Philos/Doost
I will dedicate an image, “Philos/Doost” from my photographic performance-based series: She Speaks Greek Farsi (2009).
In my series, She Speaks Greek Farsi (2009), my abdomen serves as the site of language. An expression in Greek, to speak any language in a “Farsi way”, is a comment on how fluent and well someone speaks that language. So to speak “Greek Farsi” or “English Farsi” is to speak Greek or English well. By implication and inspiration, if such a compliment exists today (despite the ancient history of war between the Greeks and the Persians), then other similar signs of respect between antagonistic nations might be possible.
From the concrete world of my embodied experience, language is abstracted. At once personal and universal, private and public, I write words on my skin from the flesh of my own tri-cultural heritage. Words whose meanings, however, hold great potency for anyone who has had to relocate and emigrate: family, place, language, love, friend, birth, land, home, person, history, life, memory, body, self, and world.

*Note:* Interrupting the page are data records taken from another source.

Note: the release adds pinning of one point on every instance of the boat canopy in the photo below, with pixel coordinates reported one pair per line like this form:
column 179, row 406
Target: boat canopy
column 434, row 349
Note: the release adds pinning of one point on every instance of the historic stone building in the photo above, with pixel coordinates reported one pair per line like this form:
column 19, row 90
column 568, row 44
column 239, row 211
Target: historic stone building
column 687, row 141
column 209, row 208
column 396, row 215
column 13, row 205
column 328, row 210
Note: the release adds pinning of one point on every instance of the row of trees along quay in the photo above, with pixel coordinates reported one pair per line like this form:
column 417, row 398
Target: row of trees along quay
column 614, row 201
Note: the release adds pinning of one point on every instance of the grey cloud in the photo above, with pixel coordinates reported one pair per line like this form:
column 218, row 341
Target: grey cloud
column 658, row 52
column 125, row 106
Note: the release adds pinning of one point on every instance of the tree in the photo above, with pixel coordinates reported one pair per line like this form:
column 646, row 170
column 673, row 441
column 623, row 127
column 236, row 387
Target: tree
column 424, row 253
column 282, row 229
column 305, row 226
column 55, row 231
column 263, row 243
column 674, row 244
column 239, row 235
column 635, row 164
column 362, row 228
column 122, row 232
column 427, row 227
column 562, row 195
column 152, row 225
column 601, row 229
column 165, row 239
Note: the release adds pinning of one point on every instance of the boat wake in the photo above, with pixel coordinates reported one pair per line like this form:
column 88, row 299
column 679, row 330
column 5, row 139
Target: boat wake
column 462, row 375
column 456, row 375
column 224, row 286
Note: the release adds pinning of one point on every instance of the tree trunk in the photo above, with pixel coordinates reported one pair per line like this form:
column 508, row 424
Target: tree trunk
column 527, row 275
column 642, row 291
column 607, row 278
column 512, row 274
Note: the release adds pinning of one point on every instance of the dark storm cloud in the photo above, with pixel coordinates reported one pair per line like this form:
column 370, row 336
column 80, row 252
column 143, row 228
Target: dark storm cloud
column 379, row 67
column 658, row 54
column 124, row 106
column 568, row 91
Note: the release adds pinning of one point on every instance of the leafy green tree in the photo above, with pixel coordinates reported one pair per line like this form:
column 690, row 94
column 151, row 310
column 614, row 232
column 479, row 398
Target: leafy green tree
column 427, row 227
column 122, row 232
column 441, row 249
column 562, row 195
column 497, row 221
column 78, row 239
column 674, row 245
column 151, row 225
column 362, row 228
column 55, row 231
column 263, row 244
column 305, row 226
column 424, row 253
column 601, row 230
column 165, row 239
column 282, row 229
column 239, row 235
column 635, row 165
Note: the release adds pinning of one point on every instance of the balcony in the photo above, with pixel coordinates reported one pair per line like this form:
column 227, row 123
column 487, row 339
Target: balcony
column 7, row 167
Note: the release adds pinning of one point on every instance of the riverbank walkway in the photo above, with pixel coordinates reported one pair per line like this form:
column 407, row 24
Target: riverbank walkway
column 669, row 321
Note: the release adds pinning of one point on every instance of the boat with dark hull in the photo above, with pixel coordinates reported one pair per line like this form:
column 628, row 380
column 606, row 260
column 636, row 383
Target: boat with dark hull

My own skin is the surface paper on which my art is born. Imagine love written on a womb like the stretch marks from giving birth. Words turn into marks of labor in the creative act. I write in what was my childhood’s handwriting on my skin, performing language. The Greek and Farsi words come from opposite directions, but meet in the middle, creating a calligraphy that travels somewhere between private graffiti and public tattoo. Against the backdrop of the political tensions between Iran and the United States, my work stands as an alternative interaction between differing cultures to the usual domination or demonization.